# Backpropagation, intuitively

We seek to minimize the average cost function by using the gradient descent algorithm.

Of course, in order to perform the gradient descent algorithm, we need to have some way to actually compute the gradient of the average cost function.

To approach this, we realize that the average cost function is, well, an *average* of cost functions that represent the cost the neural network incurs on a single training example. If we let $c_1$ be the cost the network incurs on the $1$st training sample, $c_2$ be the cost the network incurs on the $2$nd training sample, and so on, so that $c_n$ is the cost the network incurs on the $n$th training sample, then the average cost $c$ that we seek to minimize is

$$\begin{align*}
c = \frac{1}{n}\left(c_1 + ... + c_n\right).
\end{align*}$$

This is helpful because, since the gradient $\nabla$ is a linear operator, the gradient of the average is the average of the gradients:

$$\begin{align*}
\nabla c = \frac{1}{n}\left(\nabla c_1 + ... + \nabla c_n\right).
\end{align*}$$

So, we can compute the gradient $\nabla c$ by first computing the gradients $\nabla c_1, ..., \nabla c_n$, and then averaging them all.
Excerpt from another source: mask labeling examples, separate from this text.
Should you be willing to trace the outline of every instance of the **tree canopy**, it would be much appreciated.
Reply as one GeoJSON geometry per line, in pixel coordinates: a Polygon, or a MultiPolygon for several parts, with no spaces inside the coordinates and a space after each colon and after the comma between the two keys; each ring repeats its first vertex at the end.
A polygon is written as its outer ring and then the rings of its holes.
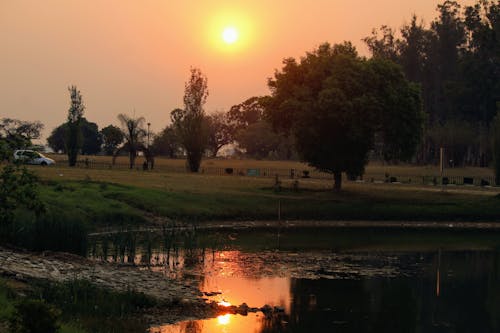
{"type": "Polygon", "coordinates": [[[325,43],[300,59],[285,59],[269,80],[266,117],[294,136],[297,152],[311,166],[362,175],[375,142],[386,159],[409,159],[420,139],[420,90],[399,66],[358,56],[351,43],[325,43]]]}
{"type": "Polygon", "coordinates": [[[198,172],[207,147],[208,128],[203,108],[207,97],[207,77],[198,68],[191,68],[189,81],[184,86],[184,109],[170,113],[177,136],[186,150],[191,172],[198,172]]]}
{"type": "Polygon", "coordinates": [[[27,148],[31,140],[38,139],[43,124],[39,121],[22,121],[2,118],[0,120],[0,161],[12,158],[15,149],[27,148]]]}
{"type": "Polygon", "coordinates": [[[78,157],[78,152],[80,151],[83,140],[82,140],[82,129],[81,120],[83,118],[83,111],[85,106],[83,105],[82,95],[80,90],[76,86],[68,87],[71,103],[68,110],[68,121],[67,121],[67,140],[66,140],[66,152],[68,154],[68,164],[69,166],[75,166],[78,157]]]}

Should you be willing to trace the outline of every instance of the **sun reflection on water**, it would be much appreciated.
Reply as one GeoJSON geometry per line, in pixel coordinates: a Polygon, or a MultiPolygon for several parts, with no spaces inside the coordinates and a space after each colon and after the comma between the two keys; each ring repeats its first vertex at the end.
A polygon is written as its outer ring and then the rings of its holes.
{"type": "Polygon", "coordinates": [[[231,315],[230,314],[225,314],[217,317],[217,323],[222,326],[226,326],[229,324],[231,321],[231,315]]]}

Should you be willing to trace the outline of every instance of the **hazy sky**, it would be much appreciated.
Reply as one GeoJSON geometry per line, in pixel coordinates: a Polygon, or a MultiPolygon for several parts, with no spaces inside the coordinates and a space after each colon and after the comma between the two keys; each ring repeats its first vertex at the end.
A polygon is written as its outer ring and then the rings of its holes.
{"type": "MultiPolygon", "coordinates": [[[[208,77],[206,111],[268,93],[285,57],[319,44],[361,42],[413,13],[428,24],[437,0],[0,0],[0,118],[66,120],[75,84],[99,128],[119,113],[159,131],[182,107],[190,66],[208,77]],[[226,45],[225,26],[239,30],[226,45]]],[[[470,4],[473,0],[460,0],[470,4]]]]}

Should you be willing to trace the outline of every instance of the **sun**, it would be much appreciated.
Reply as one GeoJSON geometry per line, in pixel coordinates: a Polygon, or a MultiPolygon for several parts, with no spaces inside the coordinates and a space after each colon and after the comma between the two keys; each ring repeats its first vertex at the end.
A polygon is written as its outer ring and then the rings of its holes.
{"type": "Polygon", "coordinates": [[[222,40],[226,44],[234,44],[238,41],[238,30],[235,27],[225,27],[222,31],[222,40]]]}

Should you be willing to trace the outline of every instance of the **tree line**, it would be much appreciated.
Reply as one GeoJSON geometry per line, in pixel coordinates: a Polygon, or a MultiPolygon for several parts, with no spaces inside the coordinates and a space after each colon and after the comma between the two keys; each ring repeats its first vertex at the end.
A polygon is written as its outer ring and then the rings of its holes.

## Not only per-example but also per-last layer-activation

At this point- after we've reduced the problem of computing $\nabla c$ to the problem of computing $\nabla c_1, ..., \nabla c_n$- the gradient $\nabla c_k$ can be be determined kind of through brute symbol pushing: it's just calculus with some recursion thrown in. Grant's next video (and therefore my next article) focus on exactly how to do that. The current video we're covering, "Backpropagation, intuitively", instead focuses on an *equivalent* recursive process for computing $\nabla c_k$ that more explicitly describes what happens to each neuron, and is thus arguably more intuitive.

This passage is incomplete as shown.